GSA Annual Meeting in Seattle, Washington, USA - 2017

Paper No. 154-7
Presentation Time: 9:00 AM-6:30 PM

PXRF: PACKED WITH POTENTIAL - PROTOCOLS FOR BASALTIC SAMPLES


GOLIA, Rebecca Lynne, Department of Geology, Amherst College, Amherst, MA 01002; Department of Geological Sciences, University of Canterbury, Private Bag 4800, Christchurch, 8041, New Zealand; Frontiers Abroad, Christchurch, 8041, New Zealand and HAMPTON, Samuel, Department of Geological Sciences, University of Canterbury, Private Bag 4800, Christchurch, 8041, New Zealand; Frontiers Abroad, Christchurch, 8041, New Zealand, rgolia18@amherst.edu

Portable XRF (pXRF) units are becoming more readily available and their usage within geoscience is increasing, but to what extent can we rely on these devices as research tools? This study investigates the best protocols for producing accurate datasets for volcanic rocks. Seven billets of basaltic lava flows of varying thickness were selected, and analyzed using best use practices for the device (an Olympus Vanta Innov-X, M Series). Controls on sample results came from previous XRF analysis, and associated LOI corrections and normalization. pXRF best use practices were developed in accordance with guidance from Olympus and previous studies.

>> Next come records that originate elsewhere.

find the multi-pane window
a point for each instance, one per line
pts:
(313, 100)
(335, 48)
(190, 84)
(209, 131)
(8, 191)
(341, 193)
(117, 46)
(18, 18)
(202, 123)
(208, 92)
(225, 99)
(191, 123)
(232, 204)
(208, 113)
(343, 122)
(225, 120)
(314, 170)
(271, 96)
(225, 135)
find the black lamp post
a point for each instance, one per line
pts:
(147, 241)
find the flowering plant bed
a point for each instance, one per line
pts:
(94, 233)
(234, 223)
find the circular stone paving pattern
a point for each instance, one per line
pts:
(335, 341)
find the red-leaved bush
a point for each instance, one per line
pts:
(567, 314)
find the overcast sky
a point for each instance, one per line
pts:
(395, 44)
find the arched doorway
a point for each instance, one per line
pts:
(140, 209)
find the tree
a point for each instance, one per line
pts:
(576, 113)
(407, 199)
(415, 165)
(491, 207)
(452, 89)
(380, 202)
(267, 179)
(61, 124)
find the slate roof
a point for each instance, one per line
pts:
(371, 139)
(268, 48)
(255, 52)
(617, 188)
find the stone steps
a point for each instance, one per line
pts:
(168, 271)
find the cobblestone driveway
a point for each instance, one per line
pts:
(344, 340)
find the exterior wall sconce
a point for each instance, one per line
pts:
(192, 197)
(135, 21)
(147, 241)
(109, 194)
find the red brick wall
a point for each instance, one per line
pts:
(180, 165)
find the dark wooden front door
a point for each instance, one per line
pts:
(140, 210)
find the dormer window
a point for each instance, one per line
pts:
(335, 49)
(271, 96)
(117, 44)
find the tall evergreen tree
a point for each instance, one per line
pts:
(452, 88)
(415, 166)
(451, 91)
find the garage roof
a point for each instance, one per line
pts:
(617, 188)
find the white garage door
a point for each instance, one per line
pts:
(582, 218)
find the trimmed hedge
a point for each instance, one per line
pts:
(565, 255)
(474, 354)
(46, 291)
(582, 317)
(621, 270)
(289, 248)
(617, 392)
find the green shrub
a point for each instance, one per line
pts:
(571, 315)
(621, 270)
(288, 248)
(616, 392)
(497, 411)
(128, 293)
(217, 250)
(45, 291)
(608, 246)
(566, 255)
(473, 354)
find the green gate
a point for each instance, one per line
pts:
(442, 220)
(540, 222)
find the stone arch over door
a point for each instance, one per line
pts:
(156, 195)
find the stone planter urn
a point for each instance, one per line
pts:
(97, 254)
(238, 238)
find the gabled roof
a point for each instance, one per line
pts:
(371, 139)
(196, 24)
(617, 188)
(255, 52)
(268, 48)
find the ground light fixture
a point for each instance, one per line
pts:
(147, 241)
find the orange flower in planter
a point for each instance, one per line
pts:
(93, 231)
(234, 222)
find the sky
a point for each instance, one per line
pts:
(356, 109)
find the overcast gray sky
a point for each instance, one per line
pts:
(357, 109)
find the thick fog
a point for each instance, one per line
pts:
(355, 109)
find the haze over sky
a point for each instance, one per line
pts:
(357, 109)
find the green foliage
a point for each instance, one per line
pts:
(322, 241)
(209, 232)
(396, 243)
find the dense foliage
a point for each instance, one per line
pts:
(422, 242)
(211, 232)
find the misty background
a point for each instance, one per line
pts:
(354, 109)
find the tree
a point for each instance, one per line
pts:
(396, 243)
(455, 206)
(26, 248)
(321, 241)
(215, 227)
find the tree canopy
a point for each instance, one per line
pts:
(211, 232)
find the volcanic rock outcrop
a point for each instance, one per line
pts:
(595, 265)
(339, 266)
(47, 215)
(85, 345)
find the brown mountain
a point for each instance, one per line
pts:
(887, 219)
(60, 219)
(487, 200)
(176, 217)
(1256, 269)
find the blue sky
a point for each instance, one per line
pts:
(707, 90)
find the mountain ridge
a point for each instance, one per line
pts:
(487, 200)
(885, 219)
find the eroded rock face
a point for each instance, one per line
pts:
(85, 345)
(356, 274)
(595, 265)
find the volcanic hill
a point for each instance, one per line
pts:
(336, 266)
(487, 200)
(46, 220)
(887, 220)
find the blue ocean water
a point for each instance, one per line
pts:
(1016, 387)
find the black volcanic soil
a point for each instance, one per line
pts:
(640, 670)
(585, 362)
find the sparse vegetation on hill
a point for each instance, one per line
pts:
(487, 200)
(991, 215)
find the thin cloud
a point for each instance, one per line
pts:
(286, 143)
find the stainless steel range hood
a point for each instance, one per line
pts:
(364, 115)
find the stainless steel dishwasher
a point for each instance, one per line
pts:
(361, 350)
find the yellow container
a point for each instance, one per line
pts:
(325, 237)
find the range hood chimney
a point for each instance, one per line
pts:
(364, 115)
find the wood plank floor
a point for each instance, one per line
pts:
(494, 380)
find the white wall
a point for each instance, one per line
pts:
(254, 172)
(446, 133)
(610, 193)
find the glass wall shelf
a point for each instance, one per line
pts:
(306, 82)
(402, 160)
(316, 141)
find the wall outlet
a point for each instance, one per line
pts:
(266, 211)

A key aim for practical use of XRF datasets is to classify rock units, and for volcanic rocks this is done using a Total Alkali–Silica (TAS) Diagram. However, pXRF results are devoid of Na2O (a key oxide), as this is below the detection spectrum of the instrument. To counter this lack of data, direct relationships were calculated using the relative relationship between Na2O and K2O, and regression models were then created for specific samples and for basaltic rocks with an SiO2 content ranging from 41-57 weight percent. Calculated results were then normalized, and compared to previous XRF results. TAS-specific regression models (defined by TAS classification) produced more accurate results than the broader basaltic rock regression model (defined by samples with an SiO2 content of 41-57 wt%), which in most cases correctly determined rock type.

Thickness of billets did not affect results, with the minimum tested at 1.15cm (just above the minimum suggested thickness). In comparison to calculated LOI from XRF, no relationship can be established between pXRF data and XRF-derived LOI, indicating that locked in water content remains stable during testing and does not influence data collection. To obtain accurate results, regression models specific to rock type are suggested to calibrate pXRF datasets. However, broader SiO2-defined regression lines can be used to derive elements below detection limits.